In summary, we have developed Y₂O₃:Eu nanoparticles that exhibit surprisingly bright, stable phosphorescence upon their x-ray irradiation; with marked linearity of response for changes in x-ray flux and energy, making them well suited for dosimetric applications. Their use of remote sensing and absence of supporting structure enables perturbation free (true water-equivalence) dosing and dose measurement of the targeted pathology during irradiation. And their relatively fast excitation and short phosphorescence lifetime are sufficiently swift so as to obviate afterglow concerns and potentially permit real-time measurement of both dose rate and delivered dose: a capability that, at present, does not exist in conventional in vivo dosimetry.
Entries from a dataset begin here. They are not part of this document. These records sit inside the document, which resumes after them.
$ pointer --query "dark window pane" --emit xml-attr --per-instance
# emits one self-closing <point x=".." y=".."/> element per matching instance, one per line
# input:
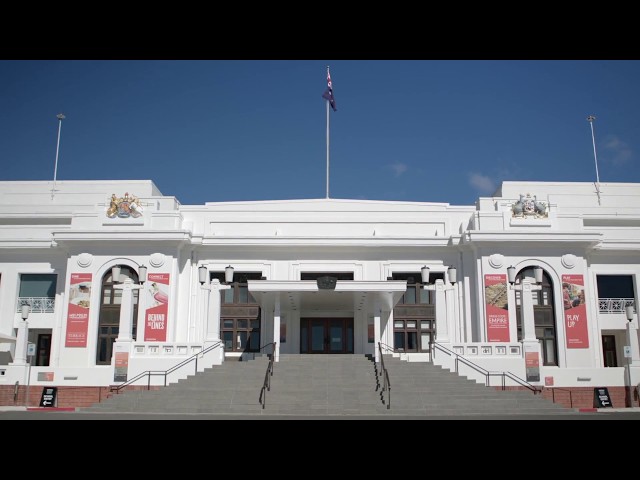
<point x="410" y="295"/>
<point x="254" y="341"/>
<point x="227" y="338"/>
<point x="37" y="285"/>
<point x="615" y="286"/>
<point x="398" y="341"/>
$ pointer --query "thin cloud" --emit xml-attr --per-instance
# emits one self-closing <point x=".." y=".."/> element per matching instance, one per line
<point x="482" y="183"/>
<point x="619" y="152"/>
<point x="398" y="168"/>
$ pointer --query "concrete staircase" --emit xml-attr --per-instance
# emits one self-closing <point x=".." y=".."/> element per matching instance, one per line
<point x="319" y="385"/>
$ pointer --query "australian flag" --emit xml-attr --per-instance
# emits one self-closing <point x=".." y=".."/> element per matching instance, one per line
<point x="328" y="93"/>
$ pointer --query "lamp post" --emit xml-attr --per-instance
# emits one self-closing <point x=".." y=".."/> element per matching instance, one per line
<point x="630" y="310"/>
<point x="60" y="117"/>
<point x="24" y="312"/>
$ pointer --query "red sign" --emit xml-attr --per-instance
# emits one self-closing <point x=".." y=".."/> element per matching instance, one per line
<point x="495" y="297"/>
<point x="78" y="310"/>
<point x="157" y="301"/>
<point x="575" y="311"/>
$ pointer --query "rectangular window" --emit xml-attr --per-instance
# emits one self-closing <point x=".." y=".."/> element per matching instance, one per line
<point x="283" y="330"/>
<point x="38" y="285"/>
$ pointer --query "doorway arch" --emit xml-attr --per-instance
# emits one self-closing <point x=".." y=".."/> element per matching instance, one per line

Current efforts are focused on the in vivo application of these in situ nanodosimeters—including the conjugation of pathology-targeting ligands onto their surfaces and the use of rapid, more sensitive optical detection/imaging techniques, such as limited-view diffuse optical tomography—to improve dosimetric sensitivity and signal processing speed. As such, these nanodosimeters could offer a potential paradigm shift in the real-time monitoring and feedback modulation of delivered dose in external beam radiation therapy—enabling direct, non-invasive, unobstructed visualization of the dose actually delivered to the pathology.